Recent events in both the public and private sectors are again highlighting the key role that proper succession planning plays in supporting any organisation’s sustainability, particularly when it comes to CEOs and governing-body chairs.

Poor succession planning inevitably creates a leadership vacuum at both governing body and executive management level resulting in a loss of the longer term strategic focus. The impacts of this uncertainty can be dire, says Richard Foster, facilitator at the Institute of Directors in Southern Africa (IoDSA).

Impacts can include a loss of performance delivery influenced by such factors as possible churn at the senior management level, the loss of market share to more focused competitors, severe reputational damage and erosion of investor and other key stakeholder confidence in both the governing body and senior management alike.

“Because good governance relies on effective leadership, succession planning receives significant focus in King IV. In addition, its five sector supplements deal with the specific issues relating to succession planning in different contexts,” Foster notes.

The position is particularly complex when it comes to state-owned entities (SOEs) because certain appointments like the CEO and governing-body chair are typically mandated in legislation or founding documents. The shareholder thus plays a key role, and the process is not as easily aligned with what is considered governance best practice, he says. A similar situation exists in local government.

One mark of the difficulties of proper succession planning at SOEs is the reliance on interim appointments. However, they inevitably create uncertainty unless they are well thought-through and the process is properly communicated to stakeholders.

“One of the governing body’s primary functions is to create and oversee the implementation of strategy, implying a three-to-five-year, or even longer timeline. Interim appointments, by contrast, tend to be operationally focused pending a permanent appointment,” he says.

King IV recommends that governing bodies should ensure succession plans exist for their own members, as well as for the CEO and executive management team. However, because succession planning is intimately connected with the appointment of these senior office-bearers, succession planning for SOEs is, as previously mentioned, more complex and challenging.
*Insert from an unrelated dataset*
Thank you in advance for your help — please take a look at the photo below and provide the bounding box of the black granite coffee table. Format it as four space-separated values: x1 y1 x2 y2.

Typically, the shareholder/executive authority (ultimately the government) has the power (or obligation) to appoint the chair and/or the CEO and/or other governing-body members. In its SOE Sector Supplement, King IV recommends that these appointments should be accomplished via a robust and transparent process that involves the governing body (the accounting authority) as much as possible to give effect to the aspirations of the relevant principle.

“The processes for appointing CEOs or chairs at certain SOEs is sometimes questioned. The damage caused by unsuitable appointments is now plain, and both the organisations and the economy as a whole are affected,” he says.

To align succession planning in SOEs better with governance best practice, the King IV SOE Sector Supplement recommends that the CEO’s letter of appointment should clearly state that the CEO is accountable to the governing body (rather than the executive authority i.e. shareholder), that the governing body and CEO jointly agree on how the CEO’s performance should be measured, and that the governing body has the primary responsibility for firing the CEO.

“It is encouraging that Government seems to have now recognised that good corporate governance requires ethical and effective leadership, and that increased focus appears to have been placed on the succession planning and attendant appointment process,” Foster concludes. “The consequences of not following the recommended practices of good governance are now plain to see.”